Taşı ve bronzu vefaya dönüştüren heykeltıraş Prof. Dr. Tankut Öktem, aramızdan ayrılışının 10. yılında retrospektif (dünden bugüne) bir sergiyle İzmir Büyükşehir Belediyesi Ahmed Adnan Saygun Sanat Merkezi'nde (ASSM) anılıyor. Sanat yaşantısı boyunca formların, ışığın, gölgenin arayışını sürdüren; efelerden, ozanlardan, Kuvayi Milliye Destanı’na kadar pek çok değeri heykelleriyle yaşatan Tankut Öktem’in sanat yaşamındaki tüm dönemlerine ışık tutan sergi, 27 Ekim Cuma günü saat 18.00’da açılacak. Giriş ve üst galerilerde yer alacak sergide, ünlü heykeltraşın, aralarında Ulus'taki evinin önündeki Ahmed Adnan Saygun heykelinin de yer aldığı anıt eserleri yer alacak. 27 Aralık’a kadar açık kalacak, hafta içi ve cumartesi günleri 09.00 – 18.00 saatleri arasında gezilebilecek sergi ile ilgili olarak aassm.org.tr adresinden gerekli bilgilere ulaşılabilecek.
İZMİR, (DHA)
FOTOĞRAF
KUTU
DÜNYA HEYKELTRAŞLARI ARASINDA İLK 10’DA
3 yaşındayken balmumu ve çamurdan heykeller yapmaya başlayan, 7 yaşında resim ve heykelleriyle “Harika Çocukö seçilen, 1988'de düzenlenen Sanat Olimpiyatları için bronzdan yaptığı soyut eseriyle dünya heykeltraşları arasında ilk 10’a giren Öktem; geride 1000'e yakın çamur, taş ve bronzdan yapılmış eser bıraktı. Sanatçı 67 yıllık yaşamında; aralarında Çanakkale anıtlarından Kara Harp Okulu Harbiyeli Anıtı'na, Kastamonu Şerife Bacı Anıtı'ndan Zonguldak Maden İşçileri Anıtı'na, Magosa Özgürlük Anıtı'ndan Amasya Tamimi Anıtı ve Uşak Özgürlük Anıtı'na kadar ülkemizdeki yüzlerce esere imza attı.
Yapıtlarındaki figürlerin bir araya gelişlerinde duygusal ve anlatımcı tarafa önem veren; bütünden parçaya ulaşmayı ilke edinen Öktem’in kompozisyonlarındaki ışık ve gölge dengesi, üstün bir estetik duygusunun ürünü olarak görülür.

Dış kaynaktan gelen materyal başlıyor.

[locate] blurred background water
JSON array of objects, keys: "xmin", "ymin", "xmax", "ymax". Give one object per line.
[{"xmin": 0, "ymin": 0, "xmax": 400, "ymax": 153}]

Kuvvayi Milliye Destanı'nın yontucusu, Cumhuriyet’in büyük heykel ustası Öktem; Atatürk’ü statik kılan ve yalnızlaştıran heykel anlayışına başkaldırısını, onu halkıyla birlikte yükselen bir lider olarak tasvir ettiği heykelleriyle ortaya koyuyor.